Si : j’ai des tas d’envies. De dessin. D’écriture. De BD. Je suis comme un fou quand je me lance dans une idée. Et ensuite, quand je me pose, je trouve ça tellement dérisoire… voire pathétique. Le pauvre type, seul, qui s’emmerde, qui n’a pas d’amis à voir, qui est triste, et qui se réfugie dans ses BD. Pour s’occuper. Pour rêver. Pour ne plus penser aux choses désagréables. Pour se couper du monde.

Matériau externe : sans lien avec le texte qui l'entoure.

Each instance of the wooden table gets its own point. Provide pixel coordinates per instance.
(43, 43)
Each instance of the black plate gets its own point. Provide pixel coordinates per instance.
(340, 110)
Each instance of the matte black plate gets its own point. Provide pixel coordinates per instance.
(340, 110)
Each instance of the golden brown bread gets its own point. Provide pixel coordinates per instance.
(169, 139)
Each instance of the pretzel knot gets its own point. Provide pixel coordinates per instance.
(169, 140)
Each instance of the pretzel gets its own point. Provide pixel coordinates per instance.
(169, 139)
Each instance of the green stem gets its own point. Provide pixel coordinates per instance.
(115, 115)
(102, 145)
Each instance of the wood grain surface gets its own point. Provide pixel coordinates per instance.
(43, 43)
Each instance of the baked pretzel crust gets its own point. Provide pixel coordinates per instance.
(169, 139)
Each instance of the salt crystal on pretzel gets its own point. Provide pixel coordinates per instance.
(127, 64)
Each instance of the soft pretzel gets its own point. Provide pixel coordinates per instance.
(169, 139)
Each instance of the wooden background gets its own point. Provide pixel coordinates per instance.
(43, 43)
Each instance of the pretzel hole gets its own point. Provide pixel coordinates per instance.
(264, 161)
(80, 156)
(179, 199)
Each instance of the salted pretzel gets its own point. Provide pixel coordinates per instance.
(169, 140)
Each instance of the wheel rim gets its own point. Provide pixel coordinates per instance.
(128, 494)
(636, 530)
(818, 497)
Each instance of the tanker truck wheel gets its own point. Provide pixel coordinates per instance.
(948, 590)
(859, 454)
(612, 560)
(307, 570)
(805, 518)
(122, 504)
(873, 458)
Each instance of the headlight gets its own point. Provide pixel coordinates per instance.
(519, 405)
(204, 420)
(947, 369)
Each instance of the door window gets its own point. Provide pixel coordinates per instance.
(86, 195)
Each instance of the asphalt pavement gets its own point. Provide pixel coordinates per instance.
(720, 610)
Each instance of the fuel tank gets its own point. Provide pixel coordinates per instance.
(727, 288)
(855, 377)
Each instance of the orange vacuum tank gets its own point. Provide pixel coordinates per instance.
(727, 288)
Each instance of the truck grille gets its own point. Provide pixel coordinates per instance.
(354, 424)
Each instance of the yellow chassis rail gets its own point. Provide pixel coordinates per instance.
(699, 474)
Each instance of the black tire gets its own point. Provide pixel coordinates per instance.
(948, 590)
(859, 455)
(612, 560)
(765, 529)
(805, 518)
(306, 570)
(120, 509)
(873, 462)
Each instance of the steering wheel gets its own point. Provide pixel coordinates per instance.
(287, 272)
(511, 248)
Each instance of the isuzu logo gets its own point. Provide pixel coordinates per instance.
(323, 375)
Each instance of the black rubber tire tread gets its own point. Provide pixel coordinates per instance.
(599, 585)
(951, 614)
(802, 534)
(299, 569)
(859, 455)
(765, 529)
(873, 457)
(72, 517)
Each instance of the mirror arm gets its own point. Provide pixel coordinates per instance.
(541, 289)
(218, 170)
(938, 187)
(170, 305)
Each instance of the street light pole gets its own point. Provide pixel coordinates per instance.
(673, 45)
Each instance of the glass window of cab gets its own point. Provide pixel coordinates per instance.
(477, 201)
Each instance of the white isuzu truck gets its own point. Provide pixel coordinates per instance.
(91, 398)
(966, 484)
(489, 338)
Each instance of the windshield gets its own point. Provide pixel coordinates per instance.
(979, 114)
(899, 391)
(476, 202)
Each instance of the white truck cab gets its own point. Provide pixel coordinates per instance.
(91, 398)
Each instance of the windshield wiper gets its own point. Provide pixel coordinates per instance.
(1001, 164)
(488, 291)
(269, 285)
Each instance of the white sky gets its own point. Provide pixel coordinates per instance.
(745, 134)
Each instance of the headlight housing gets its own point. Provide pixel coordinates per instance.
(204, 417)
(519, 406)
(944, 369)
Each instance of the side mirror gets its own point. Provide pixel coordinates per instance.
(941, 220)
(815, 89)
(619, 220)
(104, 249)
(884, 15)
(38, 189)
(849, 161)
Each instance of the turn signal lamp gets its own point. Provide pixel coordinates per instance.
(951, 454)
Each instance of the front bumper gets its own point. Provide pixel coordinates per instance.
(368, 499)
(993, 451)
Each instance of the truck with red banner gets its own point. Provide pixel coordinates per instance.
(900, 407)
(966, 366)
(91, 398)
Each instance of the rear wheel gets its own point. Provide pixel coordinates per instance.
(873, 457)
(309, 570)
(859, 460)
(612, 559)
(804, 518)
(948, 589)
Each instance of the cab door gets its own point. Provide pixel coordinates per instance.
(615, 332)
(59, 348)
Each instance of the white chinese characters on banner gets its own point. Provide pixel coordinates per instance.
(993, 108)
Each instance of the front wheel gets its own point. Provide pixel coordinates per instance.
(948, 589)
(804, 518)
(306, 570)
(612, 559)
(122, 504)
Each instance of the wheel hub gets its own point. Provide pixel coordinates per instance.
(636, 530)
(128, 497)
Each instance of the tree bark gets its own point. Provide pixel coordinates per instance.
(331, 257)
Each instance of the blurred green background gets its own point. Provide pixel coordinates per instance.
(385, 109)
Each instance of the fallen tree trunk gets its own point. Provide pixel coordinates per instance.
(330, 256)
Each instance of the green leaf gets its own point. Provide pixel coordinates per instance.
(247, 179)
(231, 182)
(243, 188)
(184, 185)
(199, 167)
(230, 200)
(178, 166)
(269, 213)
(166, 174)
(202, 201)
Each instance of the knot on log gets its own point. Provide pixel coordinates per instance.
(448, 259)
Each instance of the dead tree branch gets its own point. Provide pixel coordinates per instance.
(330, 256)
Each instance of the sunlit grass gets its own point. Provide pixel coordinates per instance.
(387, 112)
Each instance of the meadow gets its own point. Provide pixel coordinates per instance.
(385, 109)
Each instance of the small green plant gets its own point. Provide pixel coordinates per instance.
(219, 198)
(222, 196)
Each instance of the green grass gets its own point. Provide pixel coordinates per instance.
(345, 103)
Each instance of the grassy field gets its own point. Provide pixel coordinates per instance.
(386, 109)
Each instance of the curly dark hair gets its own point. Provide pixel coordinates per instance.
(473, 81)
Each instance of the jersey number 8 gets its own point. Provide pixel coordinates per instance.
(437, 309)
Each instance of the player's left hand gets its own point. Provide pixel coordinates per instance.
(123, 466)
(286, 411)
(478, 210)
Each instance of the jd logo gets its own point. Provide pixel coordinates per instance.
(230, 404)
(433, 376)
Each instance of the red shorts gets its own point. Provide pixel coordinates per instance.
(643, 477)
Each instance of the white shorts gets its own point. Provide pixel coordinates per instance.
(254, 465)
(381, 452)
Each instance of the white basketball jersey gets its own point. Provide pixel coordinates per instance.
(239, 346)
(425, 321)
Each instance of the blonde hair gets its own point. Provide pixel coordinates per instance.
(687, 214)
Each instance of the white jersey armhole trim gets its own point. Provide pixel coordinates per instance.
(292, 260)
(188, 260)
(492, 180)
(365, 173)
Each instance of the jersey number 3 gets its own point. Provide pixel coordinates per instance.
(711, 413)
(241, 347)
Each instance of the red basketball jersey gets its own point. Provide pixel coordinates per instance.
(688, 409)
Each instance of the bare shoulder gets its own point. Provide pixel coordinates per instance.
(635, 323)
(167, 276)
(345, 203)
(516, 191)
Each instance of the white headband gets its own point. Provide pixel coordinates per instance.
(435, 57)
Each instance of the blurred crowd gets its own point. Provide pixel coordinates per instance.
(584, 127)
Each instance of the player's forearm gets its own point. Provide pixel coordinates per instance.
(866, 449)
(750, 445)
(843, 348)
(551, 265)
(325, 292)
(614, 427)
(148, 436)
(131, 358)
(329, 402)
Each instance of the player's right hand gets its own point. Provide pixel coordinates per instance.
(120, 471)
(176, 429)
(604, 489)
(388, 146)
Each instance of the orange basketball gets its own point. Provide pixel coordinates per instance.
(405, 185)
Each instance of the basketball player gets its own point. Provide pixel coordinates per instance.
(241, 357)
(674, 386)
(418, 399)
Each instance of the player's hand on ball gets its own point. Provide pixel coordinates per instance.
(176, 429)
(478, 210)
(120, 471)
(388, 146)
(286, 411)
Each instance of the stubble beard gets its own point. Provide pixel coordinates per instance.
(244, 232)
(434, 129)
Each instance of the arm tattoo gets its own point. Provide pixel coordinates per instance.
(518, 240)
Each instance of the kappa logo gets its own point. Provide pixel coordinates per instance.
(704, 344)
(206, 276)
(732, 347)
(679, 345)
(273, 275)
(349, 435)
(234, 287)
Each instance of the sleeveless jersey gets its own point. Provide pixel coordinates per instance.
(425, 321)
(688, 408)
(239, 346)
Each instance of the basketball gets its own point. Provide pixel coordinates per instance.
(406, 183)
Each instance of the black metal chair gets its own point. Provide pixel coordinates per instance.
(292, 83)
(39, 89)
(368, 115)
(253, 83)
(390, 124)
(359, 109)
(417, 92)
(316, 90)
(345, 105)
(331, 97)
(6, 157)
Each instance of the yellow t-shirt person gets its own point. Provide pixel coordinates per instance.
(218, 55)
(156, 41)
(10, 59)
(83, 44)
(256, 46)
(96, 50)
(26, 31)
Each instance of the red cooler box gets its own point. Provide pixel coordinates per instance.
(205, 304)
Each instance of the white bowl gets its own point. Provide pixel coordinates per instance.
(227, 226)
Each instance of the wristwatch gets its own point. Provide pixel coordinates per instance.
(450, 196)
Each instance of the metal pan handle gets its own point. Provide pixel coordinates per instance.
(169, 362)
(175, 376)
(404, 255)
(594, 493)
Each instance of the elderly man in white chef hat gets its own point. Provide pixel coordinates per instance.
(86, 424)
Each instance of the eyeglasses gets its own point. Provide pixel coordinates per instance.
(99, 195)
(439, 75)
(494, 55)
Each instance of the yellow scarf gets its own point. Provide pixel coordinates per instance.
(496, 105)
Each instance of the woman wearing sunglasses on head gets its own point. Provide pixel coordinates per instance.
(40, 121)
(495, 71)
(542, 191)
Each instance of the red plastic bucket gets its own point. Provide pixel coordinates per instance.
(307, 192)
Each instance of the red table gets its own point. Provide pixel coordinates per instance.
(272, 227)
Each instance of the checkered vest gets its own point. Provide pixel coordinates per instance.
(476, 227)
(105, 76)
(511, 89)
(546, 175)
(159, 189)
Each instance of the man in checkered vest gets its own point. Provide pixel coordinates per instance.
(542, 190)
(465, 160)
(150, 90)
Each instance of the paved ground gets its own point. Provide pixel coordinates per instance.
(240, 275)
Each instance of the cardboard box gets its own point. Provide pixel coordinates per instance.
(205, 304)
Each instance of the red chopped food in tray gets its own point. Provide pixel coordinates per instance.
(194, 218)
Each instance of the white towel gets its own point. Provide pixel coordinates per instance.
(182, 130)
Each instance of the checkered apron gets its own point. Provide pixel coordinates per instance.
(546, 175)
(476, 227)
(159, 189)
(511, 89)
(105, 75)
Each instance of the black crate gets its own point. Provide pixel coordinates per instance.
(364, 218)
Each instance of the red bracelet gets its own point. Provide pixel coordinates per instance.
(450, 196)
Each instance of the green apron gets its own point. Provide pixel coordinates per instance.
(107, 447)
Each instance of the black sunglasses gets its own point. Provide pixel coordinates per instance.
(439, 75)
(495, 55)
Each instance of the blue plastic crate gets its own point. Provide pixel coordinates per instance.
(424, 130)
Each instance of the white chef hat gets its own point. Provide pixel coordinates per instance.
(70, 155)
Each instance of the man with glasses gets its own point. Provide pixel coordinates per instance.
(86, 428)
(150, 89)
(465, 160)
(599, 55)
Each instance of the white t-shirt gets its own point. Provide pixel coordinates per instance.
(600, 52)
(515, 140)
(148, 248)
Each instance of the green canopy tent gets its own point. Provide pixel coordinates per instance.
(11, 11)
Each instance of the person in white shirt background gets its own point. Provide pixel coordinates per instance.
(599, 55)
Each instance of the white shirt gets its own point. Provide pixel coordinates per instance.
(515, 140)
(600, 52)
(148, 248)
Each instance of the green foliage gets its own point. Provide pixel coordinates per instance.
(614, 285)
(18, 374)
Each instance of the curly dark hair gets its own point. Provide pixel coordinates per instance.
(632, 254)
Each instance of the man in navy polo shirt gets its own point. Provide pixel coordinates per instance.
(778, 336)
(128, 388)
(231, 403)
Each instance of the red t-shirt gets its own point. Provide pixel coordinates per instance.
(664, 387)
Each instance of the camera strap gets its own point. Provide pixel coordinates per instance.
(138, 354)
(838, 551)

Encore un truc. Je pensais intituler mon roman / nouvelle / récit (choisissez le meilleur terme) : Une heure avant la fin du monde. Je vois que ce titre est déjà pris. Il y a un mec qui a appelé son bouquin comme ça. À chaque fois (pour mes BD aussi), je vérifie en tapant le titre dans Google. Là, ce bouquin existe. Ça me gêne. Mais je ne me laisse pas démonter : je vais l’intituler Dans une heure la fin du monde ou Dans moins d’une heure la fin du monde, et ce sera même mieux. Mon titre sera meilleur que celui de l’autre mec (qui est sûrement très talentueux par ailleurs).

Plus tard

Ça y est, Ours du soir, espoir est terminé. J’ai dessiné la dernière planche et la couverture. C’est bête, mais je ne suis pas pressé de le montrer à maman. Au contraire. J’appréhende un peu. C’est bête, hein. À cause des trois dernières planches. Celles où Anatole dit qu’il est pédé.


Cette rubrique « Carnets » reprend le journal que j’ai commencé à tenir en 2003. Dans ce carnet no4 (À la découverte de la vie normale, 13 avril – 6 juin 2005), j’ai dix-sept ans.